Applied Broadband founder Jason Schnitzer said Pipeline was specifically designed for cable operators that need to collect, process, normalize and distribute massive amounts of IPDR data for visibility into their networks, devices, services and subscribers’ overall experience. Schnitzer said Pipeline is currently deployed with an unnamed, top-10 cable operator in the United States.

“What we’re doing is not building applications, but building a collection layer that is designed to favor cable operators,” Schnitzer said to CED. “Pipeline is a shim, or collection layer, between a CMTS (cable modem termination system) and northbound OSS/BSS applications that rely on IPDR data in the service management layer. We don’t build IPDR applications; we build the shin to enable northbound applications.”

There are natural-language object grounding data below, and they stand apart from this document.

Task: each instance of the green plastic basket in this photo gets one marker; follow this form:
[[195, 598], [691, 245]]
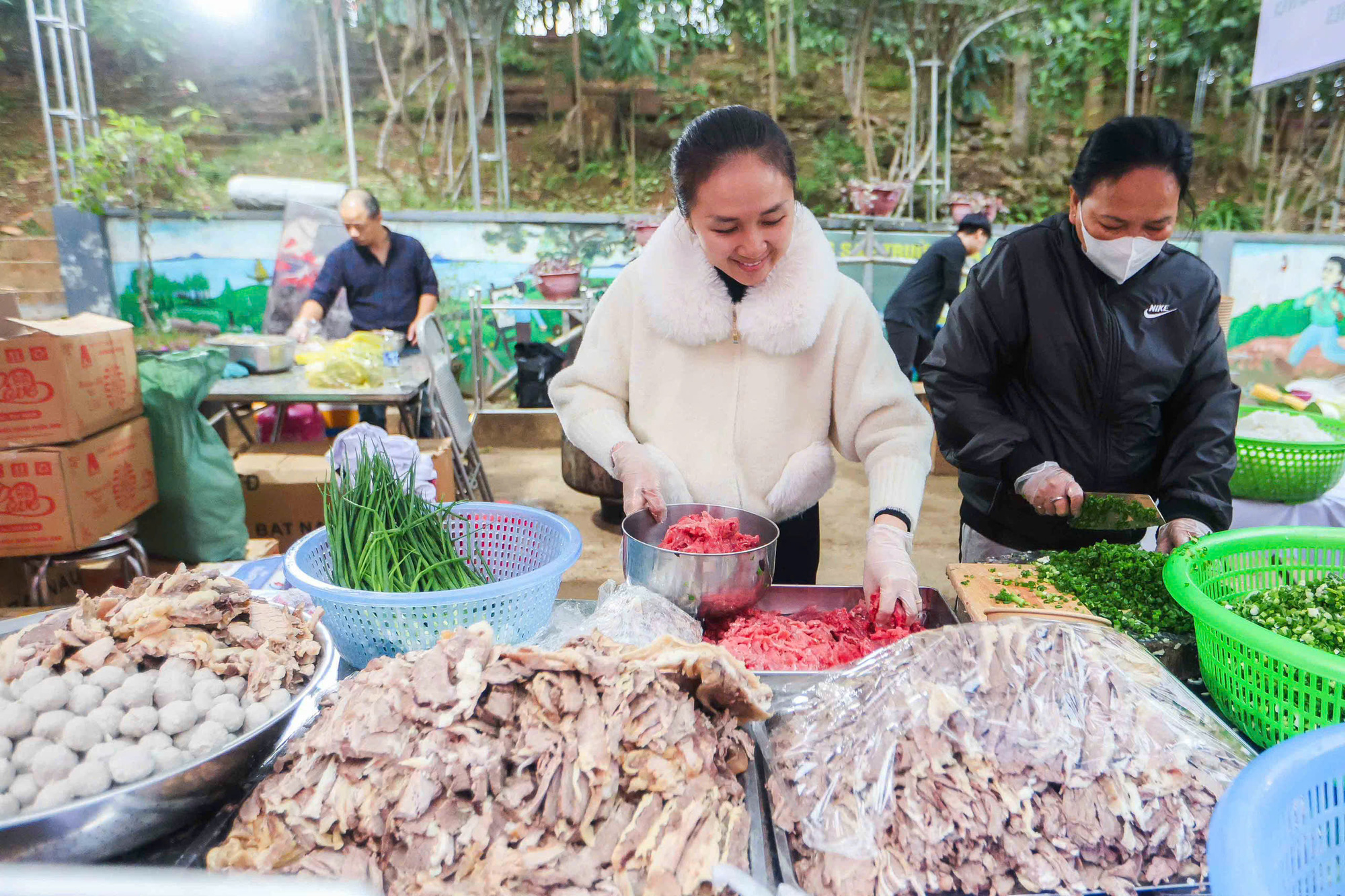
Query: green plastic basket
[[1270, 686], [1289, 471]]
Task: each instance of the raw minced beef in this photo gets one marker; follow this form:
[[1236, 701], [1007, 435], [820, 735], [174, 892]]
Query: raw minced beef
[[808, 641], [705, 534]]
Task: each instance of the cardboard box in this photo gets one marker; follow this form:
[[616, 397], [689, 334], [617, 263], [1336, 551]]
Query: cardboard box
[[65, 498], [282, 487], [65, 380]]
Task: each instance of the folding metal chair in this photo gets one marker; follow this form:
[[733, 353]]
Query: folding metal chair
[[450, 413]]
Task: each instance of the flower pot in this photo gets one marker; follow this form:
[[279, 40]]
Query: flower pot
[[560, 286]]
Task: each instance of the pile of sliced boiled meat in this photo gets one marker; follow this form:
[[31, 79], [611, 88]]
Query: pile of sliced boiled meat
[[806, 641], [705, 534]]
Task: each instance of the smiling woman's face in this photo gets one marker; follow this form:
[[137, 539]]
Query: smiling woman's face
[[744, 216]]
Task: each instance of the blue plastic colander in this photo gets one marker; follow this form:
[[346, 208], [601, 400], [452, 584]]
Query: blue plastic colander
[[1280, 827], [525, 549]]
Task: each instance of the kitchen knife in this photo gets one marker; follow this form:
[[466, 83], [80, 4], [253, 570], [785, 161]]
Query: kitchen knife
[[1117, 510]]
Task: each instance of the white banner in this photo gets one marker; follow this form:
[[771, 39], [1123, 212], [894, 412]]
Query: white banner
[[1297, 38]]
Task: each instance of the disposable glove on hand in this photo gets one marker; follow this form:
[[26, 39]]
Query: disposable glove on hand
[[1051, 490], [640, 478], [302, 330], [1179, 532], [890, 573]]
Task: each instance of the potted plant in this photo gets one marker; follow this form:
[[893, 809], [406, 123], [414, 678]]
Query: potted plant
[[876, 198], [558, 278]]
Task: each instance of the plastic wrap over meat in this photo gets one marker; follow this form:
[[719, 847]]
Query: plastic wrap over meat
[[627, 614], [1000, 758]]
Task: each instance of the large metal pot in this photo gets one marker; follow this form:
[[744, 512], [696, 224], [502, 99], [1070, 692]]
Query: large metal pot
[[258, 352], [701, 584]]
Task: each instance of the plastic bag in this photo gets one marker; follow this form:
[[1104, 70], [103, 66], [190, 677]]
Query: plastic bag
[[200, 516], [401, 452], [627, 614], [354, 362], [1009, 758]]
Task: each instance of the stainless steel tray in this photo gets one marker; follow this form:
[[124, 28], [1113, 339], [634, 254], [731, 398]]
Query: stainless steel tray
[[128, 817], [792, 599]]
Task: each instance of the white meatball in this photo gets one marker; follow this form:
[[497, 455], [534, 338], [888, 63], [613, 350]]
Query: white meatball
[[59, 792], [28, 680], [139, 721], [26, 749], [178, 717], [25, 788], [50, 693], [204, 674], [50, 724], [169, 759], [138, 692], [178, 666], [89, 778], [256, 716], [170, 689], [229, 716], [276, 701], [108, 677], [108, 719], [131, 763], [208, 737], [83, 735], [53, 763], [17, 720], [85, 698]]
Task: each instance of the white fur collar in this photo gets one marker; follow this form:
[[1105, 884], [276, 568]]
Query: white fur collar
[[688, 303]]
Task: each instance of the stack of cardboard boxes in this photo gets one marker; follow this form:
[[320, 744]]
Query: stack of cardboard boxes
[[76, 459]]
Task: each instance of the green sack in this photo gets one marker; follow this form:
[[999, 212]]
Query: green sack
[[200, 517]]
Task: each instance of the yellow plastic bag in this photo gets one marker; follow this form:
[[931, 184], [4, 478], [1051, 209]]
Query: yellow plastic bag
[[354, 362]]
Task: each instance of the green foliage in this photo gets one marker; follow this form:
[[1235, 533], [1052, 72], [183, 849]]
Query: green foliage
[[139, 166]]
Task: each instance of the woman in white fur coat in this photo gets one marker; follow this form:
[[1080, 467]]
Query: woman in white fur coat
[[731, 357]]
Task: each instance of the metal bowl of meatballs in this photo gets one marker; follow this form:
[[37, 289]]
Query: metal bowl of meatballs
[[127, 815]]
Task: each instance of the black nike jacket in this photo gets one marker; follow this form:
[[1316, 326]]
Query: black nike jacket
[[1126, 386]]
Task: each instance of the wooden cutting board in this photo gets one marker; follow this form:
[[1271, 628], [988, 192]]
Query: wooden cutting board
[[977, 585]]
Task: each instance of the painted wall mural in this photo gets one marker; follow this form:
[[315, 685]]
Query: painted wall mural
[[1289, 311]]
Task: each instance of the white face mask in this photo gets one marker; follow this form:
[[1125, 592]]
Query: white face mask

With support for the IPDR streaming protocol – a mandatory requirement for DOCSIS 3.0 equipment and proposed for tru2way, enhanced television (ETV), Project Canoe and other initiatives – the collection and analysis of IPDR data is the critical foundation for a variety of cable operators’ business needs, ranging from metered billing, commercial services and targeted advertising to so-called ‘fair use’ bandwidth management.

According to Applied Broadband, the challenge is that today’s networks already support millions of cable modem devices with multiple services per device, requiring an operator to collect and manage billions of IPDR records per day and feed them into multiple OSS/BSS applications across their organization.

Developed in consultation with major cable operators and technology vendors, Pipeline provides a modular IPDR collection layer specifically designed for the scale and reliability needs of today’s broadband cable networks.

Unlike existing IPDR collectors that provide limited functionality and are tied to a single OSS/BSS application, Schnitzer said Pipeline has a service-oriented architecture approach to collect and route IPDR record streams from millions of cable modems, enhanced multimedia terminal adapters and set-top boxes, and Pipeline routes a single IPDR data stream to multiple OSS/BSS applications, such as billing, customer service and product management.

The software-based Pipeline platform was designed to be used on low-cost, x86-based server systems from companies such as IBM, Dell and Sun Microsystems. The software works with either Solaris or Red Hat operating systems.

Applied Broadband has integrated Pipeline with current CMTS manufacturers, including Cisco Systems, Motorola, Arris and Casa Systems, as well as BigBand’s discontinued CMTS. 

On the policy side, Applied Broadband has partnered with Sandvine and Camiant.